On Monday, December 7, the U.S. markets finished split with the NASDAQ setting another record close and the Dow ending the day lower as investors took a wait-and-see approach to a new stimulus package and government shutdown updates. Investors turned a keen eye on discussions between the EU and U.K. officials concerning a trade agreement that at this point doesn’t look too promising. However, the S&P 500 and the NASDAQ carved out new record highs on Tuesday, December 8, as vaccine-related news outweighed a rise in COVID deaths and hospitalizations. Progress on vaccine approvals and the U.K.’s vaccine rollout offset news of U.S. record hospitalizations. Investors embraced news that the Pfizer/BioNTech vaccine was likely to receive a favorable safety profile by the Food and Drug Administration. On Wednesday, however, stocks generally finished lower, with many of the FAANG and “stay-at-home” issues dragging down the broad-based U.S. indices. Shares of popular technology issues declined around 2.0% for the day as investors sold technology shares and rekindled their interest in out-of-favor issues.

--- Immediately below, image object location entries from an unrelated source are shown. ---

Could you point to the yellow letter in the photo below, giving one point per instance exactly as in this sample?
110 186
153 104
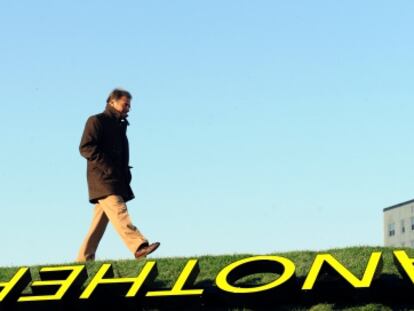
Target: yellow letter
287 272
137 282
404 264
187 277
20 279
64 285
372 269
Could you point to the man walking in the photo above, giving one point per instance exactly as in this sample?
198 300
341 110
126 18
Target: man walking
105 146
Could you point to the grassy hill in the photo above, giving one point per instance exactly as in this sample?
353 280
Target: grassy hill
354 258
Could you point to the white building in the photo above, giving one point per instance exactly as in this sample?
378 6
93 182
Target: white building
399 224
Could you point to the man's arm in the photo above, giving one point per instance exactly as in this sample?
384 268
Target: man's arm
89 145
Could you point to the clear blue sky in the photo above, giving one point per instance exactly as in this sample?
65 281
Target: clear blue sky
256 126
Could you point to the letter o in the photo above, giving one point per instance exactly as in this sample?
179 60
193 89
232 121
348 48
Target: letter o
287 272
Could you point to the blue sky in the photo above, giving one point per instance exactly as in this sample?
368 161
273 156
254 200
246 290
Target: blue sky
256 126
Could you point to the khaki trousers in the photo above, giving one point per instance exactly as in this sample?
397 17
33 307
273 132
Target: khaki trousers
111 208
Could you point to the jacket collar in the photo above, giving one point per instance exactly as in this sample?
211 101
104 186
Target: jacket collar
115 114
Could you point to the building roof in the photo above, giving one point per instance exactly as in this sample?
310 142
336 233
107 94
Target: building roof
398 205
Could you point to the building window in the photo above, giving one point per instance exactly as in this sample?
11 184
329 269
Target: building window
391 229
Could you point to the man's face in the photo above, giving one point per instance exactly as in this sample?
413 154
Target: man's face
122 105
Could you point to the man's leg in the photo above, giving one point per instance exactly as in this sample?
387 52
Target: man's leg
117 212
94 235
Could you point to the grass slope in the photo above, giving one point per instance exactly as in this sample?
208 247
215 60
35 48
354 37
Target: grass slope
354 258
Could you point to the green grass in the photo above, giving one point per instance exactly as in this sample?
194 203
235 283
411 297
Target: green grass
354 258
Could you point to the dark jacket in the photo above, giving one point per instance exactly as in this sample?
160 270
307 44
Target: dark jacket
105 146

Exchange-Traded Equity Funds

Equity ETFs witnessed net outflows for the first week in six—handing back $2.3 billion for the most recent fund-flows week. Authorized participants (APs) were net sellers of domestic equity ETFs (-$5.2 billion), withdrawing money, also for the first week in six. However, nondomestic equity ETFs witnessed net inflows for the fifth week in a row, attracting $2.9 billion this past week. iShares Core MSCI Emerging Markets ETF (IEMG, +$1.1 billion) and ARK Innovation ETF (ARKK, +$761 million) attracted the largest amounts of net new money of all individual equity ETFs. At the other end of the spectrum, SPDR S&P 500 ETF (SPY, -$9.0 billion) experienced the largest individual net redemptions, and iShares Core S&P 500 ETF (IVV, -$1.7 billion) suffered the second largest net redemptions of the week.

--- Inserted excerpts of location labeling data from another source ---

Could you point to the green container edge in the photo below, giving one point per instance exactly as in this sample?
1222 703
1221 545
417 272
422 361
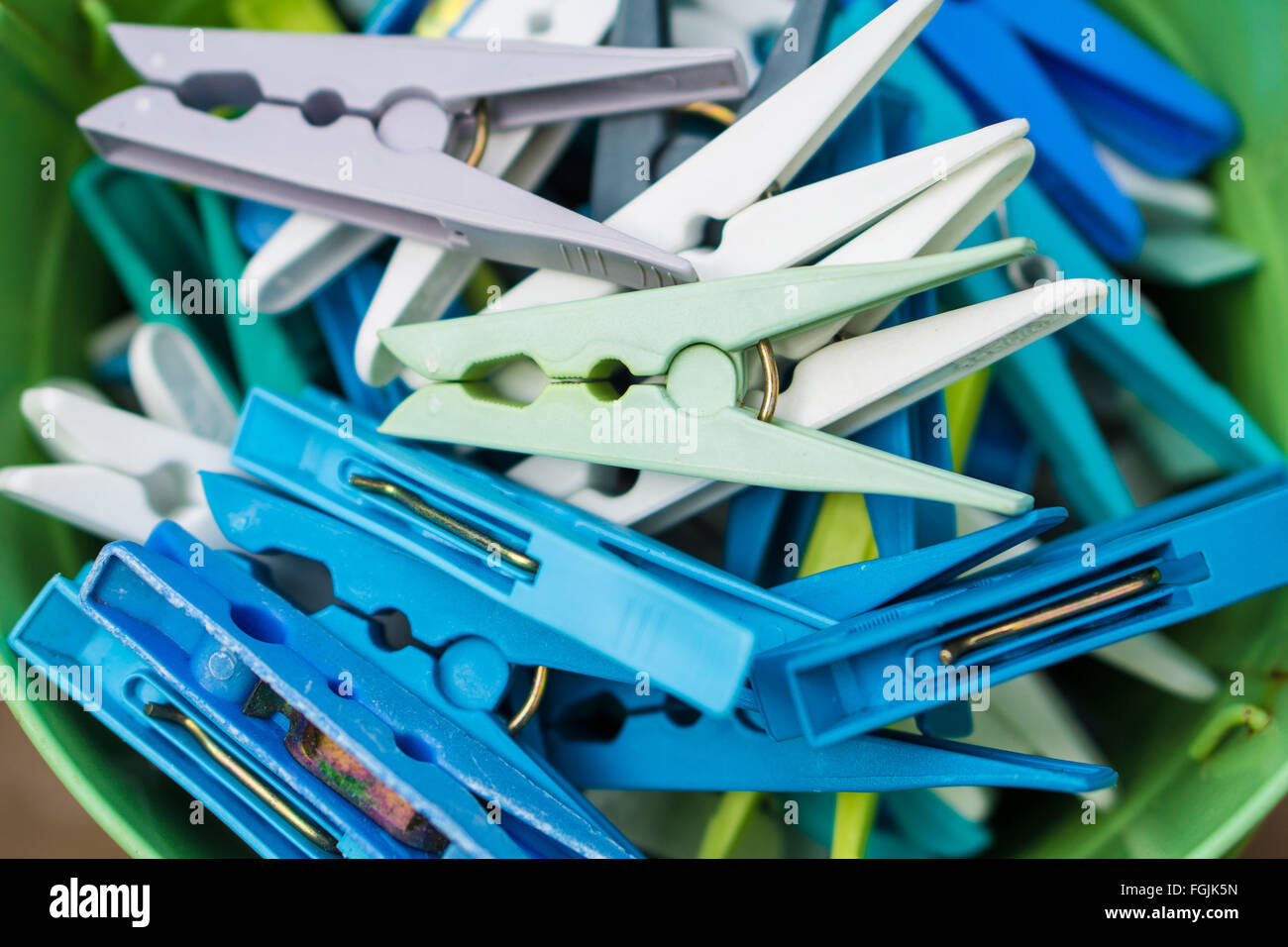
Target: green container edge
1172 805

Exchange-Traded Fixed Income Funds

For the fourth week in five, taxable fixed income ETFs witnessed net inflows, taking in $767 million this last week. APs were net purchasers of government-Treasury ETFs (+$753 million) and flexible ETFs (+$713 million) while being net redeemers of corporate investment-grade debt ETFs (-$981 million) and corporate high yield ETFs (-$247 million). iShares TIPS Bond ETF (TIP, +$950 million) and iShares Core US Aggregate Bond ETF (AGG, +$692 million) attracted the largest amounts of net new money of all individual taxable fixed income ETFs. Meanwhile, iShares iBoxx $ Investment Grade Corporate Bond ETF (LQD, -$2.2 billion) and iShares iBoxx $ High Yield Corporate Bond ETF (HYG, -$908 million) handed back the largest individual net redemptions for the week. For the seventh week in a row, municipal bond ETFs witnessed net inflows, taking in $357 million this week.

Conventional Equity Funds

Conventional fund (ex-ETF) investors were net redeemers of equity funds for the thirty-third week in a row, withdrawing $3.1 billion this week, with the macro-group posting a 0.84% market gain for the fund-flows week. Domestic equity funds, suffering net redemptions of slightly less than $2.5 billion, witnessed their twenty-sixth consecutive weekly net outflows while posting a 0.81% gain on average for the fund-flows week. Nondomestic equity funds—posting a 0.91% return on average—experienced their sixteenth consecutive week of net outflows, handing back $591 million this past week. On the domestic equity side, fund investors continued to shun large-cap funds (-$2.0 billion) and mid-cap funds (-$428 million). Investors on the nondomestic equity side were net redeemers of international equity funds (-$244 million) and global equity funds (-$346 million).

Conventional Fixed Income Funds

For the fifth week in a row, taxable bond funds (ex-ETFs) witnessed net inflows—taking in $4.6 billion this past week—while posting a 0.27% return for the fund-flows week. Investors were net purchasers of corporate investment-grade debt funds (+$3.9 billion), government-Treasury funds (+$315 million), and international & global debt funds (+$315 million) while being net redeemers of balanced funds (-$251 million). The municipal bond funds group posted a 0.32% return on average during the week and witnessed its fifth consecutive weekly net inflows, attracting $636 million this week.